The British collector I corresponded with described these bottles as "flint glass" and could not rule out a British origin.  The French used colorless or aqua glass early on; but, I am unaware of the 19th Century glass tradition in Italy.  Do you have a source you can share, Andy?
------Harry Pristis


----------



## andy volkerts (Jun 1, 2016)

Not really I have just seen old Roman glass and it was aqua in color so I figured they could be Italian or French, mostly because those two cultures used more sauces and oils than a lot of others......Andy


----------



## andy volkerts (Jun 1, 2016)

I disagree on the Flint Glass as Flint Glass was clear in color almost crystal clear if memory serves me right........Andy


----------



## Harry Pristis (Jun 1, 2016)

Yes, Andy, that has been my understanding too. Less iron in crushed flint than in sand, so less color in the resulting glass.  The Brit was working from images, so color is iffy.

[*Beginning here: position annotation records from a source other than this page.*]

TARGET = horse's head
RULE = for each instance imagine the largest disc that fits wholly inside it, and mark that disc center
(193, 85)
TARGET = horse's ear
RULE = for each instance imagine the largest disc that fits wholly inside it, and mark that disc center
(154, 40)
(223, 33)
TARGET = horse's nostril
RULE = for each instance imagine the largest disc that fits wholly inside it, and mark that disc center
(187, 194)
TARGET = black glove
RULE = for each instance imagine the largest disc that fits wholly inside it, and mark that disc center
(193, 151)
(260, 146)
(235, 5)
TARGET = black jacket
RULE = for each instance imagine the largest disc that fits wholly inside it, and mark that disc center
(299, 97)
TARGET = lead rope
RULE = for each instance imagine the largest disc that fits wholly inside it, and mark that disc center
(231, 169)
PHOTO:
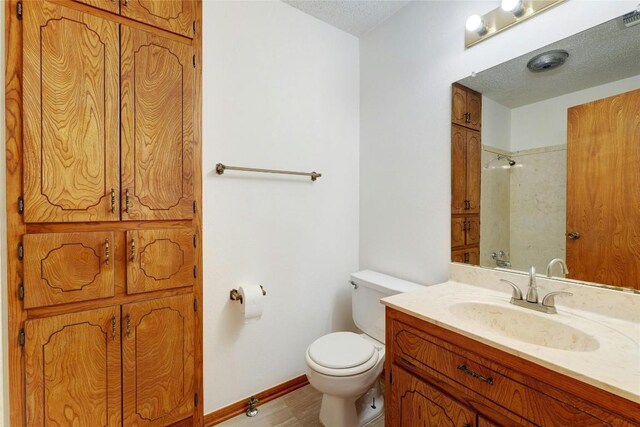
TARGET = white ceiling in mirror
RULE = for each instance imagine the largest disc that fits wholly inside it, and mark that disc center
(612, 53)
(355, 17)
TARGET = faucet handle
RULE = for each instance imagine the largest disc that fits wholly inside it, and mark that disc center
(549, 299)
(517, 293)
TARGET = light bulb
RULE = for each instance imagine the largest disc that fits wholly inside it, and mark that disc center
(476, 24)
(514, 6)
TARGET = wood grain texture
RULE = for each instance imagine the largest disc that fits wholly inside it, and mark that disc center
(417, 404)
(603, 201)
(67, 267)
(162, 259)
(72, 366)
(239, 407)
(158, 355)
(71, 150)
(157, 127)
(563, 400)
(171, 15)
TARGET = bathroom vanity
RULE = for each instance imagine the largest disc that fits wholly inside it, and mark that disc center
(451, 362)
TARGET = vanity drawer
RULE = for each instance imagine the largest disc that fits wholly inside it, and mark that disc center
(500, 385)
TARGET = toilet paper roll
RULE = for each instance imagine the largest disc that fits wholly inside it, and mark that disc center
(252, 302)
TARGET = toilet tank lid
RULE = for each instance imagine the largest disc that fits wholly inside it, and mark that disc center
(382, 283)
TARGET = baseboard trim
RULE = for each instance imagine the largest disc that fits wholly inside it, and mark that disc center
(223, 414)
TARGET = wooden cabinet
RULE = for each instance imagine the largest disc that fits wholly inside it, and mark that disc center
(157, 126)
(158, 370)
(466, 107)
(160, 259)
(465, 179)
(61, 268)
(499, 388)
(72, 369)
(71, 110)
(418, 404)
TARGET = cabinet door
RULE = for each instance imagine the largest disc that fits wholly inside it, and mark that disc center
(112, 6)
(67, 267)
(157, 127)
(71, 141)
(474, 110)
(473, 152)
(171, 15)
(458, 170)
(72, 369)
(158, 363)
(415, 403)
(159, 259)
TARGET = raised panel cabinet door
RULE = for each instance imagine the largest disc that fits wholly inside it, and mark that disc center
(157, 127)
(415, 403)
(72, 369)
(108, 5)
(473, 153)
(158, 361)
(160, 259)
(71, 100)
(172, 15)
(458, 170)
(61, 268)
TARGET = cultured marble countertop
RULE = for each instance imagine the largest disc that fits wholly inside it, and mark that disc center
(613, 366)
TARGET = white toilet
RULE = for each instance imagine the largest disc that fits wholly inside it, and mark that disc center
(345, 366)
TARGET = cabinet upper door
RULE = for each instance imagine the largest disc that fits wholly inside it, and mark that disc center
(160, 259)
(157, 127)
(72, 369)
(68, 267)
(172, 15)
(70, 101)
(158, 363)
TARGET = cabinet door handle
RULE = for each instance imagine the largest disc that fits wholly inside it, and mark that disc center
(133, 250)
(468, 371)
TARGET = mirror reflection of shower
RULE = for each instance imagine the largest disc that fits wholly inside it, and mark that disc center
(500, 158)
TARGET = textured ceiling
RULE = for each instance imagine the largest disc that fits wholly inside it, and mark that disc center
(355, 17)
(602, 54)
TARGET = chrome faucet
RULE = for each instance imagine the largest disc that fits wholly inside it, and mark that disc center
(563, 267)
(548, 304)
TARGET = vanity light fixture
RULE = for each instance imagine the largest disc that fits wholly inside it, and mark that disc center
(510, 13)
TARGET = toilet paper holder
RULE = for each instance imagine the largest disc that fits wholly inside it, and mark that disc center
(234, 295)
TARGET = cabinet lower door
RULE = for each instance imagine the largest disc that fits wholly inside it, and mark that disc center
(158, 361)
(417, 404)
(72, 368)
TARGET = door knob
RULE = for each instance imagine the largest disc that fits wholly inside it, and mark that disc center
(574, 235)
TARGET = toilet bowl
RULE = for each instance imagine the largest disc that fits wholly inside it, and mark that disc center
(344, 366)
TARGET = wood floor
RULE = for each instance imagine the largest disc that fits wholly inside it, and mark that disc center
(300, 408)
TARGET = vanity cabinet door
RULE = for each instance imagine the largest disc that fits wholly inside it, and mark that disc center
(157, 127)
(418, 404)
(71, 142)
(72, 369)
(158, 361)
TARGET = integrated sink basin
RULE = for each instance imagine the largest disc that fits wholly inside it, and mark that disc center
(530, 327)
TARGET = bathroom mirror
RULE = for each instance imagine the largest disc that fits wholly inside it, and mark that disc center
(560, 159)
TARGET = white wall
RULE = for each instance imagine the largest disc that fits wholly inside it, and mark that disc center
(281, 90)
(407, 67)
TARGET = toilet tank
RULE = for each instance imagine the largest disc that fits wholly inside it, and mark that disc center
(368, 312)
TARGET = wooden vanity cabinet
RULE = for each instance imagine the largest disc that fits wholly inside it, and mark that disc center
(498, 388)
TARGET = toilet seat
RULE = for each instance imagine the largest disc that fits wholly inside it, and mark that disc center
(341, 354)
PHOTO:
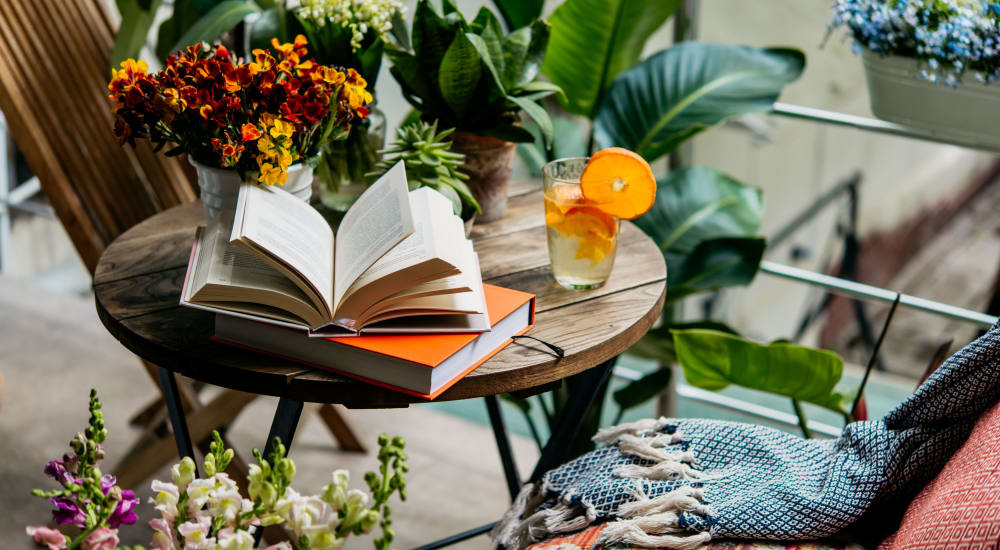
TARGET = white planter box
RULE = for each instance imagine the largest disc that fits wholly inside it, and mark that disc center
(967, 114)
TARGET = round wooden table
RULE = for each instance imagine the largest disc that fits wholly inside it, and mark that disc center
(138, 280)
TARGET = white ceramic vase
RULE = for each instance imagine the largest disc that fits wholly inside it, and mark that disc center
(962, 114)
(219, 187)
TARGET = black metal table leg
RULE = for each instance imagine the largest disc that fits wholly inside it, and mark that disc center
(587, 385)
(175, 409)
(503, 445)
(286, 419)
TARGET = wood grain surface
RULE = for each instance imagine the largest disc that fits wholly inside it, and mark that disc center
(138, 280)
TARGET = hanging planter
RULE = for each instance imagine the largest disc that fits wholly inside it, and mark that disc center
(898, 93)
(929, 64)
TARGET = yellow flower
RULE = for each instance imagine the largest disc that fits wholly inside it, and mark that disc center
(268, 148)
(271, 175)
(282, 128)
(174, 99)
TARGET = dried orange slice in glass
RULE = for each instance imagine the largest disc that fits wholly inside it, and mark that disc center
(620, 182)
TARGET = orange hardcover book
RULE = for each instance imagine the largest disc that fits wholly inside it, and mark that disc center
(423, 365)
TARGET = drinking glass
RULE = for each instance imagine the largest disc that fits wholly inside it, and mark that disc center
(582, 238)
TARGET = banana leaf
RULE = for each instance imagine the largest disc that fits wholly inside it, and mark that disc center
(137, 18)
(691, 86)
(713, 360)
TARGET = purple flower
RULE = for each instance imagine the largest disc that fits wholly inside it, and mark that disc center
(67, 511)
(56, 469)
(123, 514)
(107, 482)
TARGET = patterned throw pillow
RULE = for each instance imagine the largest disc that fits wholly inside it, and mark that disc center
(960, 508)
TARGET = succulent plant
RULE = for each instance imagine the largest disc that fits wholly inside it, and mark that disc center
(430, 162)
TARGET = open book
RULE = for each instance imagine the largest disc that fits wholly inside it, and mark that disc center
(399, 262)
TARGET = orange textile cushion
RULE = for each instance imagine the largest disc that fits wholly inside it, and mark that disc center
(960, 508)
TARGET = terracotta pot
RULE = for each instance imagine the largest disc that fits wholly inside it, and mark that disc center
(488, 163)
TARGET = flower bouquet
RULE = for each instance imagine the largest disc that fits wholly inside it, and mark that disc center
(265, 119)
(210, 513)
(929, 63)
(350, 33)
(88, 501)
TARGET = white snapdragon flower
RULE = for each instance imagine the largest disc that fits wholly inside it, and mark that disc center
(359, 15)
(166, 499)
(228, 539)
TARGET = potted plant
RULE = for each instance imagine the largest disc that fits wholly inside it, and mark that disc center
(929, 63)
(263, 120)
(472, 77)
(430, 162)
(349, 34)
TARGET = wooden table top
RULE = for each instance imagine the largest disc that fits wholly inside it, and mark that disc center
(138, 281)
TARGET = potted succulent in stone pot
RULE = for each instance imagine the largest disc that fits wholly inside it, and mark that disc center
(929, 63)
(472, 77)
(431, 162)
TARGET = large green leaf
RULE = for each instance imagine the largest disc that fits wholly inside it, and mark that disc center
(459, 74)
(698, 204)
(716, 263)
(593, 41)
(687, 87)
(713, 360)
(137, 18)
(218, 20)
(519, 13)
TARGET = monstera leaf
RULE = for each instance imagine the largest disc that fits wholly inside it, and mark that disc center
(680, 91)
(713, 360)
(704, 222)
(593, 41)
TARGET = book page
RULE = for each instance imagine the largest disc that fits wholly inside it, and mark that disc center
(291, 233)
(376, 223)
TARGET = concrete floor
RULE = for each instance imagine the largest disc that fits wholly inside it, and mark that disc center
(53, 349)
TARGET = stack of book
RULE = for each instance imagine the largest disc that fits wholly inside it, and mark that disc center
(394, 298)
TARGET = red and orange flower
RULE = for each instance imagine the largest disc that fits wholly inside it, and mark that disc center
(257, 117)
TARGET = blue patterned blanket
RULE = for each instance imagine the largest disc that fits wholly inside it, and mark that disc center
(677, 483)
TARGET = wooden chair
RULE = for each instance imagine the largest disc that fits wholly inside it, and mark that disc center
(54, 69)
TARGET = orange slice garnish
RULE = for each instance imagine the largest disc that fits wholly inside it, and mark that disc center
(620, 182)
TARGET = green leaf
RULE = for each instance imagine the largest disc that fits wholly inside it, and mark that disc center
(510, 132)
(431, 38)
(485, 21)
(698, 203)
(537, 114)
(487, 58)
(658, 343)
(688, 85)
(537, 89)
(459, 74)
(593, 41)
(713, 360)
(218, 20)
(639, 391)
(704, 222)
(718, 263)
(399, 32)
(137, 18)
(519, 13)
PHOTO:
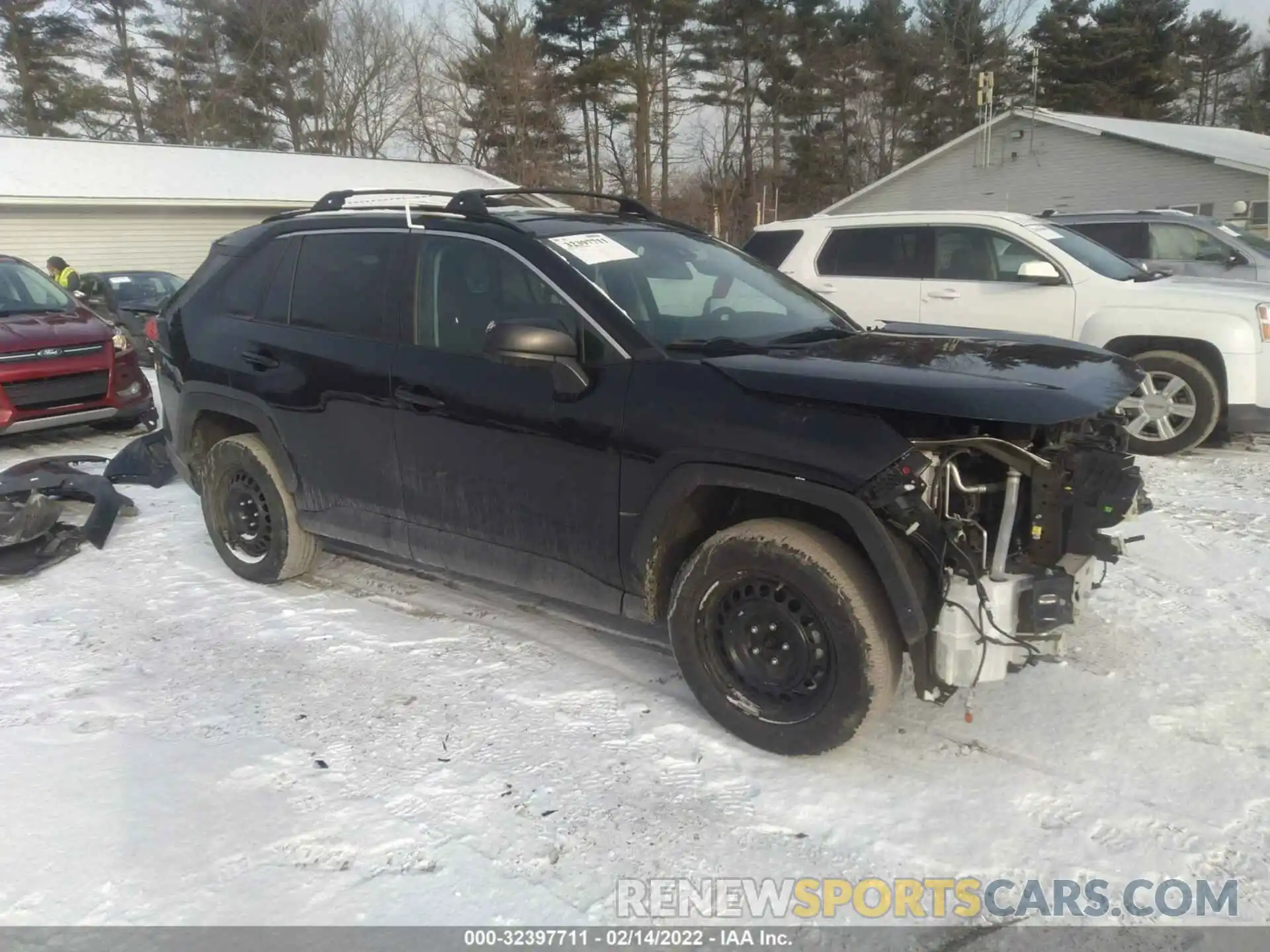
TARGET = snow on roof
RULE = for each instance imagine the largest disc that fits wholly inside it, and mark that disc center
(1245, 150)
(1249, 151)
(117, 173)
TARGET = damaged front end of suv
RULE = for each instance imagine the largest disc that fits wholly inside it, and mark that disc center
(1007, 489)
(1013, 509)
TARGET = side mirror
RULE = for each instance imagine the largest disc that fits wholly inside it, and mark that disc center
(1039, 273)
(539, 347)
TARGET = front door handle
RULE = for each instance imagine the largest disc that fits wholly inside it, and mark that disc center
(418, 399)
(259, 360)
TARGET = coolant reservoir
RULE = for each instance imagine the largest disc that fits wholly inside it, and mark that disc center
(959, 648)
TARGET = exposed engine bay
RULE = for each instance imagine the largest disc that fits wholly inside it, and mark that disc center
(1014, 531)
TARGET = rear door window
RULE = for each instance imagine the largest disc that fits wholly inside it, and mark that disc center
(341, 282)
(1128, 239)
(276, 306)
(773, 247)
(901, 252)
(244, 287)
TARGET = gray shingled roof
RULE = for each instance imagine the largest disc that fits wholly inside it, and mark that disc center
(1249, 151)
(88, 171)
(1245, 150)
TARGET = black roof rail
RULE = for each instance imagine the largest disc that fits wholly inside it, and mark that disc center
(334, 201)
(473, 204)
(473, 201)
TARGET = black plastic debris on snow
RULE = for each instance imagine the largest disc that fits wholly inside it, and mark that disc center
(144, 461)
(32, 536)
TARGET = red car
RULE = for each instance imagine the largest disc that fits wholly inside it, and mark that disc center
(60, 364)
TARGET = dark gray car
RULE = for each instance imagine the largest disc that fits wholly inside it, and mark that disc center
(1177, 243)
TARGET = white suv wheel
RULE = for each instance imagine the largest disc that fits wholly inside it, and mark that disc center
(1161, 409)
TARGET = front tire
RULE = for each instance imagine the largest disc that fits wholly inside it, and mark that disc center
(1176, 407)
(785, 636)
(251, 516)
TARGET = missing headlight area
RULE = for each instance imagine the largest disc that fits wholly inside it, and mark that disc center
(1015, 530)
(36, 527)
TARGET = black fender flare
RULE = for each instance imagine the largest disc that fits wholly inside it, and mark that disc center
(241, 407)
(876, 541)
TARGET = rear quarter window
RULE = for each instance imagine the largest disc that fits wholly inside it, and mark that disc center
(1127, 239)
(773, 247)
(245, 285)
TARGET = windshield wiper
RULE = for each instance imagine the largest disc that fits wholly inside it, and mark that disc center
(813, 335)
(716, 346)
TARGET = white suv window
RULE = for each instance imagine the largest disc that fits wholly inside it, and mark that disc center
(702, 294)
(875, 253)
(1181, 243)
(978, 254)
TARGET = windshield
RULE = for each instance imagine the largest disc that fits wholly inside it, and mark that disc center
(1248, 238)
(23, 290)
(683, 288)
(1087, 252)
(144, 286)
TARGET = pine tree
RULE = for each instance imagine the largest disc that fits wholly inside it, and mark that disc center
(515, 120)
(196, 97)
(958, 40)
(38, 46)
(277, 48)
(125, 59)
(1066, 40)
(1138, 44)
(579, 38)
(740, 48)
(1216, 52)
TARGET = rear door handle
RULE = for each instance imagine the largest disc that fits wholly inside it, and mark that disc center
(418, 399)
(259, 360)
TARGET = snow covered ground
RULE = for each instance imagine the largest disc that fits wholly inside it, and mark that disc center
(365, 746)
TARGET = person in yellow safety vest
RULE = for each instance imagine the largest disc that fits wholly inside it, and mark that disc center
(63, 273)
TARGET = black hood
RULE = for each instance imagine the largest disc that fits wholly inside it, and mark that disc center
(947, 371)
(145, 305)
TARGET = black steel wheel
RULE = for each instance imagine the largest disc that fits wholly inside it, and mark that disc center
(785, 635)
(765, 641)
(251, 516)
(247, 518)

Do you have a source for info on Italian glass?


----------



## andy volkerts (Jun 4, 2016)

Not really, I was in our public library once and saw a book on ancient roman glass, and thought that some of the bottles and glassware shown was pretty darn good for being made many hundreds of years ago, I wish I could remember the books title, seems to me it was  glass blowing techniques of ancient Rome or something similar.....Andy


----------



## Harry Pristis (Jun 7, 2016)

I was curious about "flint" glass, so I checked Wikipedia:
_With respect to glass, the term flint derives from the flint nodules found in the chalk deposits of southeast England that were used as a source of high purity silica by George Ravenscroft, c. 1662, to produce a potash lead glass that was the precursor to English lead crystal.

Traditionally, flint glasses were lead glasses containing around 4–60% lead(II) oxide; however, the manufacture and disposal of these glasses were sources of pollution. In many modern flint glasses, lead oxides are replaced with other metal oxides such as titanium dioxide and zirconium dioxide without significantly altering the optical properties of the glass.
_


----------



## glass man (Jun 8, 2016)

What ever they were used for..they are cool!!! JAMIE


----------